With the recent Black Friday and Cyber Monday hype many online stores were put to a very unique test. Any business that had a special offer was likely to be inundated with visitors trying to grab themselves a bargain.

Websites giants like Amazon, John Lewis and Apple are used to this huge amount of traffic, but some smaller sites may not be quite as used to it and as a result faced a slow down or maybe even crashed altogether! Here’s hoping your site was not among those affected but have you ever tested your site under abnormal stress?

Think of a scenario where your website averages 100 visits per day. Maybe you then go to launch a new product or service along with press releases, social media and email campaigns, and maybe a conference or workshop as well.

If your website were to crumble under the pressure then that could be a lot of potential clients left out in the cold and possibly a damaged reputation. You could be getting thousands or tens of thousands of visitors over the coming days.

That is a worst case scenario but do you want to take the risk?
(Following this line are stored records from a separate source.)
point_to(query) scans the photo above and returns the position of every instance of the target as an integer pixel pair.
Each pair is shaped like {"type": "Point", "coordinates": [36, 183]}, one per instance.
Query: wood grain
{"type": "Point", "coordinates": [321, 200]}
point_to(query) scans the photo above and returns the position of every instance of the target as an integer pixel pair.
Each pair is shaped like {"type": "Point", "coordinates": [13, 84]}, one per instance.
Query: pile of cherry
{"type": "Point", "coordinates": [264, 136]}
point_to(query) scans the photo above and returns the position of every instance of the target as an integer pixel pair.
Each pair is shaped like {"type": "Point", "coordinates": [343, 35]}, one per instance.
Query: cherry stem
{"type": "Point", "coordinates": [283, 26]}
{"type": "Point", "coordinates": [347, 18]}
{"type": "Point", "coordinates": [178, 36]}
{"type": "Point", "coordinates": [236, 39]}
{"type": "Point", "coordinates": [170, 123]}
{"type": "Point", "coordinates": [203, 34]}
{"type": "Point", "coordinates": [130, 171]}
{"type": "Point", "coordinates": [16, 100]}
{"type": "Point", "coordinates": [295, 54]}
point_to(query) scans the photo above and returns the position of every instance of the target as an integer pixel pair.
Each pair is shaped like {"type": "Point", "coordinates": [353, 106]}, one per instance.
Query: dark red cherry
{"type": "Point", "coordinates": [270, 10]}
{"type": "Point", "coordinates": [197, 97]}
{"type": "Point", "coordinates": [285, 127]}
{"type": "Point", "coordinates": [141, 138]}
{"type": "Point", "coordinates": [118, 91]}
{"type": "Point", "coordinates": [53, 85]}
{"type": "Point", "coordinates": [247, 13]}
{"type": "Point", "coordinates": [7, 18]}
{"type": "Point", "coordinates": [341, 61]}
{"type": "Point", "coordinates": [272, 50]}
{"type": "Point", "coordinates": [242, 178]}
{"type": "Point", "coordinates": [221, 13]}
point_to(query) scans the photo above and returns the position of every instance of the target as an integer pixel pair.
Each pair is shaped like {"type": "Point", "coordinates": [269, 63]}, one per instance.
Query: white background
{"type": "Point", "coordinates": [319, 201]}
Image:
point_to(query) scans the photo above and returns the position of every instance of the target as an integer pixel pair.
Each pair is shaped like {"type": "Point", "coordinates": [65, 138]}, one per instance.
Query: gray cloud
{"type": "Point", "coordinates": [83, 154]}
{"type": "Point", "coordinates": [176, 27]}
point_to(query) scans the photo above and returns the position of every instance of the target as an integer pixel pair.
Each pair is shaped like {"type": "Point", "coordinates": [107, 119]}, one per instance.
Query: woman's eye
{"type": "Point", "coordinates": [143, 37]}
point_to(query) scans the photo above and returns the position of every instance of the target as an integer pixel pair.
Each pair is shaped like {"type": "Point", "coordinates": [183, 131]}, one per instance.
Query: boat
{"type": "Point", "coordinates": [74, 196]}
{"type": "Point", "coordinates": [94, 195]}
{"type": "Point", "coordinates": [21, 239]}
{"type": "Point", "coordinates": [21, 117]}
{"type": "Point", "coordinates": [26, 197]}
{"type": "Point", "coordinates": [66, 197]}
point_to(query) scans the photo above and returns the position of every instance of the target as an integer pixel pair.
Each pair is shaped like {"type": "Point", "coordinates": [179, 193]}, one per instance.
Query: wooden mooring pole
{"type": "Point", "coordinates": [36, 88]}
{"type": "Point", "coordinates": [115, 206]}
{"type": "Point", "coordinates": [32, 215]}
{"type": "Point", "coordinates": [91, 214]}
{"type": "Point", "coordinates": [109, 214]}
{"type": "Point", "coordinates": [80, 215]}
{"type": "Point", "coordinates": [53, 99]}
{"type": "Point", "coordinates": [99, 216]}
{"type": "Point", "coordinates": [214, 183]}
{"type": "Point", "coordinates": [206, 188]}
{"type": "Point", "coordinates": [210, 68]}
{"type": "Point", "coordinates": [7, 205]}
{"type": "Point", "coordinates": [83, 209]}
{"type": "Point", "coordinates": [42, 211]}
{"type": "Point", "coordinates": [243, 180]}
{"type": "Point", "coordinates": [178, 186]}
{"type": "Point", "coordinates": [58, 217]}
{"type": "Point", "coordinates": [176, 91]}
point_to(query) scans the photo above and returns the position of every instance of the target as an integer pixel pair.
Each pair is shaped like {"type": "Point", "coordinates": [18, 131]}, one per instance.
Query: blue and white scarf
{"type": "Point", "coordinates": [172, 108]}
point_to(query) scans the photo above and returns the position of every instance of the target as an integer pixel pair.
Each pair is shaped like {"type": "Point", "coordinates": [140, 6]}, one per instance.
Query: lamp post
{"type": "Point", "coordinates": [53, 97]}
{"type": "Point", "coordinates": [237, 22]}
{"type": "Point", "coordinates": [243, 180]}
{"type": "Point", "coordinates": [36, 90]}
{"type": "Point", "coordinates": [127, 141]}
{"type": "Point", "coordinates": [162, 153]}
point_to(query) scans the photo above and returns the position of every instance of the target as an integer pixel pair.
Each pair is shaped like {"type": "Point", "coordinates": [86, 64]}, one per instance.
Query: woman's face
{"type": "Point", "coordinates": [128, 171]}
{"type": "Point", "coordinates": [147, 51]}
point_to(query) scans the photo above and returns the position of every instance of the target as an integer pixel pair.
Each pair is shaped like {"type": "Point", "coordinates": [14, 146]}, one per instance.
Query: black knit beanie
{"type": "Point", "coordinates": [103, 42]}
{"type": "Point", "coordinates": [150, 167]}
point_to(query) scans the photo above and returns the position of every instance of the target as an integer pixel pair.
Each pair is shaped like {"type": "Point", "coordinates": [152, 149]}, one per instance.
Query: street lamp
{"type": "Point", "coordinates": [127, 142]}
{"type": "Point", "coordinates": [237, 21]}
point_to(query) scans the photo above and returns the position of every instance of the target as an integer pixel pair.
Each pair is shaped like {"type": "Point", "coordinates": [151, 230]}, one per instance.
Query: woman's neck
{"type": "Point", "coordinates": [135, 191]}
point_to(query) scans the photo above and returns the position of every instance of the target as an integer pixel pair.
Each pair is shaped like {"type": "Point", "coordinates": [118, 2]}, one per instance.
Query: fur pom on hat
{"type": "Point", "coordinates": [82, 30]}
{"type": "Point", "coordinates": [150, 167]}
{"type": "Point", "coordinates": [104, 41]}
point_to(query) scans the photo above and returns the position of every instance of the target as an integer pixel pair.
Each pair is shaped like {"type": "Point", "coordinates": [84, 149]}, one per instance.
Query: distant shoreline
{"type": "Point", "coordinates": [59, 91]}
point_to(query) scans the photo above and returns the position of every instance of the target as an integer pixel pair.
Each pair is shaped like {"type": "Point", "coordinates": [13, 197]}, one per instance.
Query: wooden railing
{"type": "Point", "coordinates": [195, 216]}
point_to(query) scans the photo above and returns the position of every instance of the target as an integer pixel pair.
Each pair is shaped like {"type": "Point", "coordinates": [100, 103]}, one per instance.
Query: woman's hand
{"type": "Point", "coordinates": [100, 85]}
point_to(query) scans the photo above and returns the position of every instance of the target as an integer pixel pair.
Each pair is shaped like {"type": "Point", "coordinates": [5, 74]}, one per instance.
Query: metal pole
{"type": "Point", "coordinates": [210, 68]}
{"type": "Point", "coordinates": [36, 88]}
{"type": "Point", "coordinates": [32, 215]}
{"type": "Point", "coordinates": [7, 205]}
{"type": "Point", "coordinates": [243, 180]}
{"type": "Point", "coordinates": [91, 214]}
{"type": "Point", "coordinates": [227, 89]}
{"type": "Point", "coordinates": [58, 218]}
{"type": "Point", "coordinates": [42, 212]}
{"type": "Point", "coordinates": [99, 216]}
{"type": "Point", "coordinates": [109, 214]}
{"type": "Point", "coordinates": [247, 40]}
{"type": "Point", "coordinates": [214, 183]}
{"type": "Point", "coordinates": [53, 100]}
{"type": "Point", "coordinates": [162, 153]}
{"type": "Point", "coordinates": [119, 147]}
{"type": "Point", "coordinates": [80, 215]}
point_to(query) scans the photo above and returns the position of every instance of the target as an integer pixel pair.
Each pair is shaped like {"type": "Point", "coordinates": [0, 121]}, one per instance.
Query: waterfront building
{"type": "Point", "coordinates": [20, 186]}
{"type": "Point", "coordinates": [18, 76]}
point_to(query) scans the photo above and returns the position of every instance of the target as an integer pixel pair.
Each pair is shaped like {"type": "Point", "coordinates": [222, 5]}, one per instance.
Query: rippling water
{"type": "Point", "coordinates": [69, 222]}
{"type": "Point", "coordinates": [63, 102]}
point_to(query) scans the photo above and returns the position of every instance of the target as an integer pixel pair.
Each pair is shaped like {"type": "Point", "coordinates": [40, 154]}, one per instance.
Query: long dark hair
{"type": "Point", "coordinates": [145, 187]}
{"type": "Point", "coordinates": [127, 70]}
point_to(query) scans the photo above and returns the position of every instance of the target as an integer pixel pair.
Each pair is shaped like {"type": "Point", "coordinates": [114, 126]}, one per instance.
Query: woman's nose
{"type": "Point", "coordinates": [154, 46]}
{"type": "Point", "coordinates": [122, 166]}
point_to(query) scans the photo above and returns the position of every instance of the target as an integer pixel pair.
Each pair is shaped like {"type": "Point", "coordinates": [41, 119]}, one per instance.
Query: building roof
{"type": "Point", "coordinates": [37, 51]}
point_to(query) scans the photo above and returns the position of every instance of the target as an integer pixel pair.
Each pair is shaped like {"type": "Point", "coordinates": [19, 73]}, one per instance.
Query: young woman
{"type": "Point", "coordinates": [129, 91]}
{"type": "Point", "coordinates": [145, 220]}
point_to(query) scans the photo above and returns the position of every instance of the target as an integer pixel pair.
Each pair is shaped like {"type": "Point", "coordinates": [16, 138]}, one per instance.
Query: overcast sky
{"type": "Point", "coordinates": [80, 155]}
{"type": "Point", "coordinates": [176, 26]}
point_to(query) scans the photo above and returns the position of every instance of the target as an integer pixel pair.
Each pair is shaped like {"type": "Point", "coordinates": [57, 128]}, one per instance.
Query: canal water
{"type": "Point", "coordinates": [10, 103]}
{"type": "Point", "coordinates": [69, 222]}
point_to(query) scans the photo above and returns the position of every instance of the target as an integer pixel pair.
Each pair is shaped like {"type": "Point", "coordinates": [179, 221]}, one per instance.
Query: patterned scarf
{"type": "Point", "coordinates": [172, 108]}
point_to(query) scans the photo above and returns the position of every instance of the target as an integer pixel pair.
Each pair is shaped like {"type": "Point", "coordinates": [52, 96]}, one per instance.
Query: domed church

I’m guessing not, but have you tested your website against many times your usual traffic? Can the code and hardware behind your website cope? Can your email system cope with the influx or contact enquiries or order notifications? Are you and your staff prepared for the sudden surge?

Piling on the pressure

Scenarios like this are the very reason why you should stress test your website, especially in advance of a big influx of traffic.

There are numerous ways to stress test your site but what can you do to prevent issues occurring?

Know the limits

Stress testing is the best way to find the limits of your website.

Intentionally pushing your site to its limits will give you an idea of where the bottlenecks are and what improvements can be made. This will highlight various areas that can be looked at to improve speed and reliability and also give you an idea of where your website starts to struggle.


Browsers and servers both have a functionality in them called a cache. In short this is a space where they can store data to be re-used later.

For example when you visit a website it is likely to download some stylesheets, JavaScript files and images etc. When you revisit the same website these resources are already there to save you having to download it again. This saves time in loading the website and saves work for the server which frees up resources for other users. You will need to check how your website uses these caches and alter the settings if need be.

Content Delivery Networks (CDN)

A CDN is the method of spreading some of your websites components around for example images, stylesheets etc.

This utilises multiple servers to host various parts of your website but if one server can handle the request quicker than another server, either due to load or even geographical location, then the best server will be used.

This spreads the load across multiple servers instead of focussing on just one, allowing more users to use the resources simultaneously.

Optimise the page

This may seem like an obvious one, but it is one that is easily overlooked.

This step requires looking at the code of the website as a whole and also each individual page and see which parts take longer than they should for example the query to get stock levels etc. Are the pages being slowed by unnecessary adverts loading or images that have not been optimised?

All of these things whilst maybe only saving a few milliseconds can add up very quickly, even more so when spread across hundreds or thousands of users. Sometimes optimising code is harder than it sounds, especially on packages such as WordPress and other website builders.

Compromise on things other than speed

No matter how much you optimise your site you will find a limit eventually.

If you leave the site running slowly then you will notice people leaving. We talked more about the impact this can have in a previous blog post Do you have a second? but there are other ways around this. For example if your site reaches a critical load time, the page can automatically drop various un-needed sections such as advert banners or promo boxes. Things that are not key to selling or informing users.

For the most part we are talking about huge limits before finding any problems if your website is smooth and on reliable hosting but can you afford to be complacent before a big launch or event? It is worth testing and making sure you can cope because that is easier to rectify than lost custom and reputation.